Devoir de Philosophie

Giraudoux, Électre: Acte II, scène 3

Publié le 17/01/2022

Extrait du document

PREMIÈRE EUMÉNIDE. -Tu as raison. Nous savons à quoi tu penses. C'est magnifique, la royauté, Oreste ! Les jeunes filles dans les parcs royaux qui donnent du pain au cygne, cependant que de leur blouse pend le médaillon du roi Oreste, qu'elles embrassent à la dérobée.
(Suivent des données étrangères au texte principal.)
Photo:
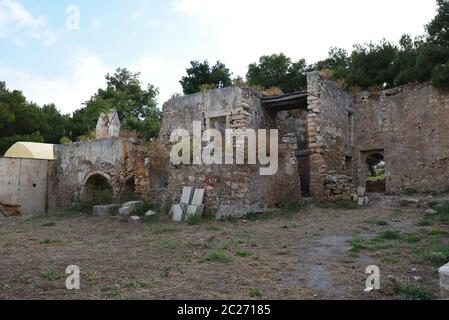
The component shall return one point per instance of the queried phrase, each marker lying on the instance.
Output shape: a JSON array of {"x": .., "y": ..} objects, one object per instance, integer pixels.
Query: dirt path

Le départ pour la guerre, avec les femmes sur les toits, avec le ciel comme une voile, et ce cheval blanc qui steppe sous les musiques. Le retour de la guerre, avec le visage du roi qui paraît maintenant le visage d'un dieu, tout simplement parce qu'il a eu un peu froid, un peu faim, un peu peur, un peu pitié. Si la vérité doit gâter tout cela, qu'elle périsse ! DEUXIÈME EUMÉNIDE. - Tu as raison. C'est magnifique, l'amour, Oreste ! On ne se quitte jamais, paraît-il. On ne s'est pas plus tôt séparé, paraît-il, qu'on revient en courant, qu'on s'agrippe par les mains. Où qu'on aille, on se retrouve aussitôt face-à-face. La terre est ronde pour ceux qui s'aiment. Déjà je me heurte partout contre celui que j'aime, et il n'existe pas encore. Voilà ce qu'Électre veut te ravir, et à nous aussi, avec sa vérité. Nous voulons aimer. Fuis Électre ! ÉLECTRE. - Oreste ! ORESTE. - Je suis réveillé, soeur. ÉLECTRE. - Réveille-toi de ce réveil. N'écoute pas ces filles ! ORESTE. - Ô, Électre, es-tu sûre qu'elles n'ont pas raison ? Es-tu sûre que ce n'est pas la pire arrogance, pour un humain, à cette heure, de vouloir retrouver sa propre trace ? Pourquoi ne pas prendre la première route, et aller au hasard ? Fie-toi à moi. Je suis dans un de ces moments où je vois si nette la piste de ce gibier qui s'appelle le bonheur. Giraudoux, Électre, Le Livre de Poche ©Bernard Grasset, 1937, p. 81-82.